This week, my husband and I went hiking in Sedona to celebrate our anniversary. In 2005, we started our relationship by walking and talking, and in 2011 we got married—literally at sunset under Cathedral Rock.
We also, very romantically, forgot the rings.
The minister, unfazed, slipped off his ponytail holder and handed it over, and just like that, my diamond was symbolized by something that had probably seen a few yoga classes and at least one bad haircut.
And yet—it worked. Maybe even better.
With the red rocks glowing and reflecting love and hope, we return to that same spot every few years to toast the unlikely magic of finding each other, holding on, and occasionally improvising when things don’t go according to plan. We look down into the bubbling Oak Creek at the foot of the mountain—still reflecting love, still reflecting hope.
We spent the week hiking trails that felt undiscovered, asking each other questions, and sometimes drifting into our own thoughts—the kind of quiet that only a good hike allows.
On the flight to Arizona, I watched One Battle After Another, which won Best Picture. I’ve always thought a film’s real test is how long it lingers after it ends. This one stuck.
“Time doesn’t exist, yet it controls us anyway.”
By mile nine of a very long hike, I was still turning over that line.
In the film, it’s a code phrase used by the resistance—a quiet signal between people trying to move freely in a system built to contain them. That alone is interesting.
But it stayed with me for another reason.
Time has always been slippery. We “spring forward” in March and suddenly I’m riding my bike at sunset along Lake Peachtree City. Meanwhile, in Arizona, I’m three hours behind home, and they’ve simply opted out of daylight saving time altogether—like the whole state collectively decided, “No thank you,” and went back to minding their business, a little prickly, like the cacti lining the trails.

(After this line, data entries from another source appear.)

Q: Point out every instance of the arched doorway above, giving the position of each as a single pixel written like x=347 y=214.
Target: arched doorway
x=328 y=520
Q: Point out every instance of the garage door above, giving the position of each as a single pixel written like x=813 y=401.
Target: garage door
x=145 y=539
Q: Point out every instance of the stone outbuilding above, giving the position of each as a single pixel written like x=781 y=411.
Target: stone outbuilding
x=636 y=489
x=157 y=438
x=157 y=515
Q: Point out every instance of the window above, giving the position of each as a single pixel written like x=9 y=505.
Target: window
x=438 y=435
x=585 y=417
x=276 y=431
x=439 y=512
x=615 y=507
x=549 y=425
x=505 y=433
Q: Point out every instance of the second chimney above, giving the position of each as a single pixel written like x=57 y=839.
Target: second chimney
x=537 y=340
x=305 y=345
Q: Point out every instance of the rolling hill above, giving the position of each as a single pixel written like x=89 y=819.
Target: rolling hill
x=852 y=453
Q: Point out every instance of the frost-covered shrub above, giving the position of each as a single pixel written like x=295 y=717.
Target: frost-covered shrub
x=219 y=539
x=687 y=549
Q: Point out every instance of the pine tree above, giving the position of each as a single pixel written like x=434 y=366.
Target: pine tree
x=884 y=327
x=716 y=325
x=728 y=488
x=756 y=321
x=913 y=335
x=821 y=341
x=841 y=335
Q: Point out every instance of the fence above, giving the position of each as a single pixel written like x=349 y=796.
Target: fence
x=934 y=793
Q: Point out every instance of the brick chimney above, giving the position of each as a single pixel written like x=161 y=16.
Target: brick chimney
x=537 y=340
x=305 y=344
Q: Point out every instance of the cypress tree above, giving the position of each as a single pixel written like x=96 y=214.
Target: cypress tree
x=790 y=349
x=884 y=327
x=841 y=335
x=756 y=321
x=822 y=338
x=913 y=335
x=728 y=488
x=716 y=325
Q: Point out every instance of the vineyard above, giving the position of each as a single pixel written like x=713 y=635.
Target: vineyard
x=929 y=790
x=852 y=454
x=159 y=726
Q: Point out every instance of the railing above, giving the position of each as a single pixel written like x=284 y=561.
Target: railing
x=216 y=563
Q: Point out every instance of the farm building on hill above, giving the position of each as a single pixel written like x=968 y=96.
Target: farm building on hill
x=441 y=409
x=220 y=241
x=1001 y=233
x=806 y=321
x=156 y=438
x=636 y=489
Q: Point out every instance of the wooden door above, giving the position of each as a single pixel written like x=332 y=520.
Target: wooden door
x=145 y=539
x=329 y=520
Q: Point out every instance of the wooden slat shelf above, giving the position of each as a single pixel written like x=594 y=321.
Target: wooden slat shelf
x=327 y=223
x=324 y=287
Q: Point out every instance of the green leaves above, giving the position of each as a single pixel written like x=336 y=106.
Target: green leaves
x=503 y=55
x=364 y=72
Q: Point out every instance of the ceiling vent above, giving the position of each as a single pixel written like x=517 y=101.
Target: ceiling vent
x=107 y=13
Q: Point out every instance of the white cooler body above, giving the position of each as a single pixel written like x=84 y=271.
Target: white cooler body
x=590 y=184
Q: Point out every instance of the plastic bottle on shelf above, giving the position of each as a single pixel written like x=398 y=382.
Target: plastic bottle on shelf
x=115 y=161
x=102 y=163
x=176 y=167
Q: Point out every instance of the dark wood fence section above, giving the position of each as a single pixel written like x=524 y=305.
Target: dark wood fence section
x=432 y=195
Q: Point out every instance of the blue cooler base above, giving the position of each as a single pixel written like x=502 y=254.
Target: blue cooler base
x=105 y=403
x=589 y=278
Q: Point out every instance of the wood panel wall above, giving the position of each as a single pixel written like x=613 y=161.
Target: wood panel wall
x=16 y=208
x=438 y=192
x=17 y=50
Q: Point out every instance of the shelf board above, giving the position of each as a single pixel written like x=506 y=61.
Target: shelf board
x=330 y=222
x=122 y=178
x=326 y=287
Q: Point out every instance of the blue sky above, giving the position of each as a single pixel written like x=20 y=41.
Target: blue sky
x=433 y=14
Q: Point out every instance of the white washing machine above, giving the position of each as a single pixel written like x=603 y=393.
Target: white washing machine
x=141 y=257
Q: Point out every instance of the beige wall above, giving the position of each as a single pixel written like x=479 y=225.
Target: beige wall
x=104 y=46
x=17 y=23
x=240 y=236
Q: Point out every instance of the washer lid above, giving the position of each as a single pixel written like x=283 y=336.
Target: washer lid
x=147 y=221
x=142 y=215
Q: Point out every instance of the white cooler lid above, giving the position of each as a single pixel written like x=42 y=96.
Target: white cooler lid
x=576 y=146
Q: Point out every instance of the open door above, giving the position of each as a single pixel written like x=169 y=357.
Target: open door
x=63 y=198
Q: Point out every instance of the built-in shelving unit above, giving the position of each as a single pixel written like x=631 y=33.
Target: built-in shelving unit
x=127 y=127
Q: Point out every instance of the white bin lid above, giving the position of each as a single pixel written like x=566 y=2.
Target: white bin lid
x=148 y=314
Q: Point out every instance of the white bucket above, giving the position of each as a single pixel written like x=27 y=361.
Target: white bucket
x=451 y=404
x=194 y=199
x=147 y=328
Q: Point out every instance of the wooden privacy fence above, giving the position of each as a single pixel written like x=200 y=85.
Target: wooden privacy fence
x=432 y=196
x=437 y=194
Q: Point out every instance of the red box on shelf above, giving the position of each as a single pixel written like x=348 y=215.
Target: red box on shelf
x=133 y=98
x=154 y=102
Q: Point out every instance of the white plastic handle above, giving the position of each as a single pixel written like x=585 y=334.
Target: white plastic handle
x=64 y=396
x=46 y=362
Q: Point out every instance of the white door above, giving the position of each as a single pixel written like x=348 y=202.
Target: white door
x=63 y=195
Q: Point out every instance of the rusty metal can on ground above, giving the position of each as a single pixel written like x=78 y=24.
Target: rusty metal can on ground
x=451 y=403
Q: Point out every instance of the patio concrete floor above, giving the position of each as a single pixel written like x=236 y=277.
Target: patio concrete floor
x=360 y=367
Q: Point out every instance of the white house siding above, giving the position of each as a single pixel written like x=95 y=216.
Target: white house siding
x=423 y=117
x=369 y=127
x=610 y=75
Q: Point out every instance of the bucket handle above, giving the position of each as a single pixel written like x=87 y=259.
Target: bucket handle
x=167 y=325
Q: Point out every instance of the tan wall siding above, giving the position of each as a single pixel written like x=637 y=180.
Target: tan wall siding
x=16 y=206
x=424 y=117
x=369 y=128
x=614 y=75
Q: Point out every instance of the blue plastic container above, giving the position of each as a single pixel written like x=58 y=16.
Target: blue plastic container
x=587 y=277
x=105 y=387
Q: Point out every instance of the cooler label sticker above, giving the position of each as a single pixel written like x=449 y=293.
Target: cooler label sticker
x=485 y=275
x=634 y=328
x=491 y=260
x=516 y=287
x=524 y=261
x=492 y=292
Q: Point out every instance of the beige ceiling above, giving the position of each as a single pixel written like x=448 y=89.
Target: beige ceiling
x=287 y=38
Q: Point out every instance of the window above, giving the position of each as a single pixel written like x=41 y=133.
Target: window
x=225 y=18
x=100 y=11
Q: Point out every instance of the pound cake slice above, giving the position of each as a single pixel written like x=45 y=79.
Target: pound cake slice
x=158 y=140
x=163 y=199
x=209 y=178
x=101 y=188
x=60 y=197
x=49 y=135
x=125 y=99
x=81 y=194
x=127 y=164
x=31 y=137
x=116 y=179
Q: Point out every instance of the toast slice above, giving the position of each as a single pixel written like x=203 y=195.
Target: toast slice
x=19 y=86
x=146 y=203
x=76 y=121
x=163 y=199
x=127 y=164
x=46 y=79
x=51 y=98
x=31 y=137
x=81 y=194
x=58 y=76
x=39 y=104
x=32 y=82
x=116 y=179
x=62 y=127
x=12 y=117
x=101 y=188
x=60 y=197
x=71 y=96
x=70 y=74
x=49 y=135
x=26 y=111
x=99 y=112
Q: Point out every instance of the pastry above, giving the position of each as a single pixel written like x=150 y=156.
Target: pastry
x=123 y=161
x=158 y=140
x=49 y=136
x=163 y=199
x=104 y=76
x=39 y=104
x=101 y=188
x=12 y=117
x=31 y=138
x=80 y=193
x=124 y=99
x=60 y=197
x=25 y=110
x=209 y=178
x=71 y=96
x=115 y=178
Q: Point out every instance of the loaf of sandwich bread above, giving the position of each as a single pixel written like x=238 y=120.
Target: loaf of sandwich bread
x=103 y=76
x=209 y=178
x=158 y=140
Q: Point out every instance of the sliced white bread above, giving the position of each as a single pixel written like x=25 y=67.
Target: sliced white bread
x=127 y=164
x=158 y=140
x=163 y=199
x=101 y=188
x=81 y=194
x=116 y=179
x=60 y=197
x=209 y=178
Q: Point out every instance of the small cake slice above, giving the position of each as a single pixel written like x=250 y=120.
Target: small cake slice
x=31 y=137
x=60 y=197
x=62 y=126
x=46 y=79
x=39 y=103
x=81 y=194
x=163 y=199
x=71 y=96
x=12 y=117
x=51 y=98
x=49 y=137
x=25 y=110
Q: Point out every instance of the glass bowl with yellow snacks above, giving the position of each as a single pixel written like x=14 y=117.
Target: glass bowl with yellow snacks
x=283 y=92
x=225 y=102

As a student, I learned quickly that time doesn’t work the way we think it does. You can’t store it, save it, or bargain with it. And yet somehow—it still runs the show.
Deadlines. Schedules. The quiet pressure of the clock reminding you that you’re behind… or worse, running out.
I can Botox all day long and tell myself a good story, but the truth is—time always wins. The problem isn’t time. Time doesn’t care. It’s not personal.
The problem is my relationship with it.
When I ignore that relationship, time starts to feel like an opponent—external, demanding, slightly annoyed with me. But when I pay attention—when I shape my day with intention, with rhythm, with space to think and write and breathe—it softens.
It becomes less of a dictator and more of a companion.
And maybe that’s the shift.
Time is going to show up whether we invite it or not. The question is whether we fight it… or learn to walk alongside it.
I’m aiming for walking alongside—with a little grace, a flexible schedule, and a backup ponytail holder, just in case.
Because in the end, it’s not about keeping time.
It’s about keeping the moments that mattered—
even the ones held together with a borrowed ponytail holder.